In addressing this question, I suggest we think about the term “digital” in two ways. First, in its immediate sense of mediation by some form of digital technology. This is, of course, what we mean nearly all of the time by the word. However, this can be pressed to evoke a second, related sense of the word; “digital” can be understood more etymologically as finger or appendage and thereby as an extension of one’s self. To extend a digit is to stretch out in “space”, as it were – to extend one’s being. We experience the being of others in terms of their presence
. The extension of presence is even implied in the first sense of the word in thinking about mediation.
The customizable, dynamic, and social elements of new media only intensify the sense in which we are extended or can extend ourselves. These have enhanced the particular sense of digital personality and thus the way in which we can be present to one another digitally
. This presence is no longer simply a matter of the projection of an image, but rather something more intimate, authentic, and relational. The notion of the mediation of presence is rather intimate to several Christian traditions and opens the door for further theological reflection, both on the general notion of presence and the specific example of the Eucharist. (1)
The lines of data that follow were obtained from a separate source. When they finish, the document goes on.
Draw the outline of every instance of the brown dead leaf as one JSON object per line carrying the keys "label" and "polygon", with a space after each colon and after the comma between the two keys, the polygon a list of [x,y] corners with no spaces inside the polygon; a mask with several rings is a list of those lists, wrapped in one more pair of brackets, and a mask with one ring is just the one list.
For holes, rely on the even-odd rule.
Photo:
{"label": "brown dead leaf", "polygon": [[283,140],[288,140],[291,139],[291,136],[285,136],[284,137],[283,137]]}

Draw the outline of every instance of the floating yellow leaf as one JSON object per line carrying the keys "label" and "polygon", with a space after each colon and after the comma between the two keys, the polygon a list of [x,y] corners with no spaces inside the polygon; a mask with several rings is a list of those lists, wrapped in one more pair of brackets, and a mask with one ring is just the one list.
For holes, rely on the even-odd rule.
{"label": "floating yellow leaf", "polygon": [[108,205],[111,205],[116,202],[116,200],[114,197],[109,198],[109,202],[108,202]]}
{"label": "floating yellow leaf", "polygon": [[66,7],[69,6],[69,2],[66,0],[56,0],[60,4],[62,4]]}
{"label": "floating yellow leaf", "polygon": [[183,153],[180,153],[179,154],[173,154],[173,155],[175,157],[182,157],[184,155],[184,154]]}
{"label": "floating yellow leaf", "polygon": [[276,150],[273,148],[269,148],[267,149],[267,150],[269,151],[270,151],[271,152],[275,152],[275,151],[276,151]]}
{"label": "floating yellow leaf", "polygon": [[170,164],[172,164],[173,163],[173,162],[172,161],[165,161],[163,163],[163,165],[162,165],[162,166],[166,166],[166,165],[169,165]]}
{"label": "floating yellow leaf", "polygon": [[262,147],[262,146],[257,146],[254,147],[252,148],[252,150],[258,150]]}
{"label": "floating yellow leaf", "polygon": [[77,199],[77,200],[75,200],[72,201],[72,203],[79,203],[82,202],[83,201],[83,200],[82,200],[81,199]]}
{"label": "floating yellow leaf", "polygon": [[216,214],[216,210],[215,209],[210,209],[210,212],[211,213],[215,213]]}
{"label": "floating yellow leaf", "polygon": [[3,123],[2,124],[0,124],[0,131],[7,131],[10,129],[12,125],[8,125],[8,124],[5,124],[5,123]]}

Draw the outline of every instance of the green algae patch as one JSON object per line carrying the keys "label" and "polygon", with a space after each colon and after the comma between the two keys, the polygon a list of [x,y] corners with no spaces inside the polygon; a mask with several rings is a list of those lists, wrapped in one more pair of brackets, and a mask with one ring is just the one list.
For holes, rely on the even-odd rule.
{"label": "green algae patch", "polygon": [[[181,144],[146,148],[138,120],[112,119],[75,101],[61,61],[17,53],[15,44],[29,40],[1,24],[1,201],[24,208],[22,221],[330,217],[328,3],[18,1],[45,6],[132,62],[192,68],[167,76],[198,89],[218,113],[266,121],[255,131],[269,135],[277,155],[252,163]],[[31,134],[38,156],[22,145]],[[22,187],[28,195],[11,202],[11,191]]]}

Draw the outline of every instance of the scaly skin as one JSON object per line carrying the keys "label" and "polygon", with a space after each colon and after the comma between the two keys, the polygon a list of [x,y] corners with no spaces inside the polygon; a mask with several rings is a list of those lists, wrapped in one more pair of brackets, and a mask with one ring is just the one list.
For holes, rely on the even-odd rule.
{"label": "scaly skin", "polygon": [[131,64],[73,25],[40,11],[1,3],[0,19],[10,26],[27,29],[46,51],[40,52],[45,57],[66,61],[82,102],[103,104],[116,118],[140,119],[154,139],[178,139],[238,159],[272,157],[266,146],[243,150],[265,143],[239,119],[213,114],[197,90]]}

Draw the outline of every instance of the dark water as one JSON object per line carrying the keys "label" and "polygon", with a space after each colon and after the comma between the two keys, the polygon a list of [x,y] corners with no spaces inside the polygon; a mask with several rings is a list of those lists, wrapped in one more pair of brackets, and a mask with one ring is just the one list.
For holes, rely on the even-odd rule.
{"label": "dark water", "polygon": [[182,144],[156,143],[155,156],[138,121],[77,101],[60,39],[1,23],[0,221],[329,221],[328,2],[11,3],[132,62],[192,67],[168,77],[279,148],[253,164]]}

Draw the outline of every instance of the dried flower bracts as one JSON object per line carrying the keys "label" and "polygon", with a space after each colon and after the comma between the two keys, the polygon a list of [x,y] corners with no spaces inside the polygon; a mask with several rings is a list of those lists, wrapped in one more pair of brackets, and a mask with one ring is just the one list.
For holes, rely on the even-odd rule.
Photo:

Now, I don’t mean to suggest that digital interaction via new media should become the only way people join in one another’s presence. And, interestingly, some recent data shows this actually isn’t happening, at least among younger generations. (2) But it should help us to rethink the complexity of the digital dimension of our lives, not least what we’re doing when we take selfies and post them on social media.
(1) I’m not necessarily trying to hold new media and the Eucharist closely together, but they both (at least for some traditions) invoke notions of presence and its mediation. This is especially evident when considering the taking of the Eucharist online.
(2) “[O]ur findings indicate that SNS [social-networking site] use and cellular-phone communication facilitate offline social interaction, rather than replace it.” Wade C. Jacobsen and Renata Forste, “The Wired Generation: Academic and Social Outcomes of Electronic Media Use Among University Students,” Cyberpsychology, Behavior, and Social Networking
14.5 (2011), 279.
Nick Buck is the associate director of the New Media Project.